Engine Works

DavidHa · ‎03-17-2020

One of the biggest problems I see when working with Alteryx Server customers is helping them understand how many jobs can run at a time (# of Simultaneous Workflows) and what number makes sense for their environment. This setting is documented as "Workflows allowed to run simultaneously"

The default value is 1, meaning only 1 job can run at a time on that specific Worker.
The general recommendation has always been (# of Physical Cores) / 2.
So for a standard 4-core Server the recommended value would be 2.

The recommendation above is a starting point. There are more details about this setting with additional recommendations in the Worker System Settings Deep Dive article. What we find is that often times the value is set too low, jobs are queueing, and resources are being left on the table unused. Or alternatively, the value is set too high causing the system to become overloaded and even jobs to fail.

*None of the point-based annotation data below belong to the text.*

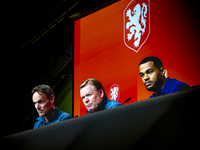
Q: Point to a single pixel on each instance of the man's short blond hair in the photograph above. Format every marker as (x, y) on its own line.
(96, 84)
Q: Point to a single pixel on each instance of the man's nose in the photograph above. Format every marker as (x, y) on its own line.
(86, 100)
(37, 106)
(146, 77)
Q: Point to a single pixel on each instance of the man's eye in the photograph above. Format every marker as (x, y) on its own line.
(150, 71)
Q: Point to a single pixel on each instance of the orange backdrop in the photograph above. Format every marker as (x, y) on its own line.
(100, 51)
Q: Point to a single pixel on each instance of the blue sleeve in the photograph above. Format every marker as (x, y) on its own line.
(65, 117)
(115, 104)
(36, 124)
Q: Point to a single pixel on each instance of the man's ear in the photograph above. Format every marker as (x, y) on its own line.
(101, 93)
(52, 99)
(164, 72)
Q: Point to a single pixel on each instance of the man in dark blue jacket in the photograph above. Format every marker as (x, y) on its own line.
(94, 96)
(154, 78)
(43, 99)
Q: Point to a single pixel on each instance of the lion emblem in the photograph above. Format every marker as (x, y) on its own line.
(137, 23)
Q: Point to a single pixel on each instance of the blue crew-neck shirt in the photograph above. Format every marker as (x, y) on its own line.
(56, 117)
(171, 86)
(106, 104)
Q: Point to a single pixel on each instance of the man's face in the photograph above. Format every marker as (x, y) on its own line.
(151, 76)
(90, 97)
(42, 104)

The following article is NOT a performance benchmarking paper. These are observations meant to show you the implications of this setting and to encourage you to perform your own testing and research with relevant workflows to understand the optimal # of Simultaneous Workflows for your environment.

The Environment

My laptop didn't make for the most realistic test environment, so I went to AWS and created two EC2 instances, each with 4 cores (8 vCPUs) and 16 GB of RAM. I then installed Alteryx Server 2019.4.4 and configured them per the diagram below, with one machine serving as the Controller & Gallery, and the other machine serving as a dedicated Worker. This allows us to configure the dedicated Worker machine to allocate all resources to running jobs.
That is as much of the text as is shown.